Alcuni medici de La Sapienza, Tor Vergata, La Cattolica e il Campus Biomedico hanno detto in un manifesto che
... nel caso in cui un feto nasca vivo dopo un'interruzione di gravidanza, il medico neonatologo deve intervenire per rianimarlo, «anche se la madre è contraria, perché prevale l'interesse del neonato». A sostenerlo in particolare è Domenico Arduini, direttore della clinica di ostetricia e ginecologia dell'università di Tor Vergata, uno dei firmatari del documento condiviso dalle università romane di medicina secondo cui va rianimato qualsiasi prematuro che mostri segni di vitalità.
(...)
Tuttavia, sostengono i firmatari, «se ci si rendesse conto dell'inutilità degli sforzi terapeutici, bisogna evitare ad ogni costo che le cure intensive possano trasformarsi in accanimento terapeutico».

Così, un colpo al cerchio e uno alla botte.
Ma sapete cosa dice Demetrio Neri, docente di Bioetica all'Università di Messina e membro del Comitato Nazionale di Bioetica?

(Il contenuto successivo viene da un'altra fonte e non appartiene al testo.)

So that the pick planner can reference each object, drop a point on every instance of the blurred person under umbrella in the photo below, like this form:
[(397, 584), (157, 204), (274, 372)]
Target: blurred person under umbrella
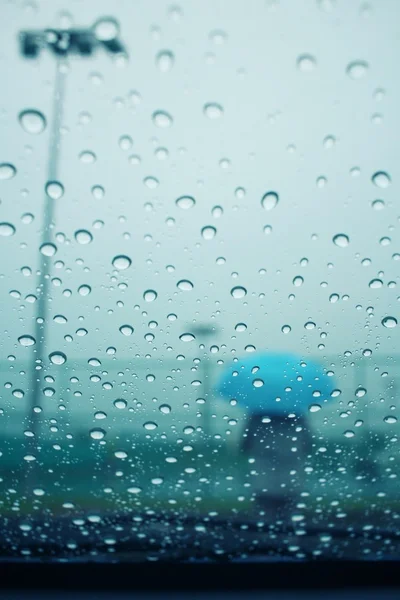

«Sono strumentali - dice - le posizioni dei colleghi romani per la semplice ragione che la nostra legge sull'aborto, la 194, pur avendo trent' anni è pronta, senza che debba essere modificata, ad accogliere gli sviluppi della neonatologia. Nella legge è previsto che, in caso si manifesti vita autonoma del feto, il medico debba adoprarsi per garantirne la sopravvivenza»
E questo è vero, come potete verificare voi stessi.
Quindi perché questa "mobilitazione" contro la 194, che per 30 anni non ha ricevuto chissà che particolari attenzioni dal clero? Perché serve alla chiesa. Perché viviamo in un'epoca in cui i referendum confermativi o abrogativi vengono boicottati o semplicemente ignorati.
Perché c'è in corso una guerra per il controllo delle masse, alimentata dalla finta guerra contro il "nemico islamico" che implica uno "stringiamoci a coorte" intorno al nostro debolissimo concetto di identità. Perché di quello si tratta. La religione ha il ruolo specifico di identififcare un gruppo, è anche un modo per distinguere "noi" da "loro" per guadagnare compattezza, sicurezza, tranquillità.
Se non lo capite, andate pure a stendere: i diritti che vorreste negare sono anche i miei, oltre che i vostri. E voi pensate sia giusto. Quando farete a meno di queste categorizzazioni? Fate ride.
Vi auguro tutto il male possibile, brutte menti semplici che non siete altro.

Stiamo vivendo un rinascimento dell'ottusità bigotta.
Stiamo per vedere un'epoca in cui i peccati diventeranno illegali.
Se fossi come loro direi "Bruciamoli tutti prima che accada".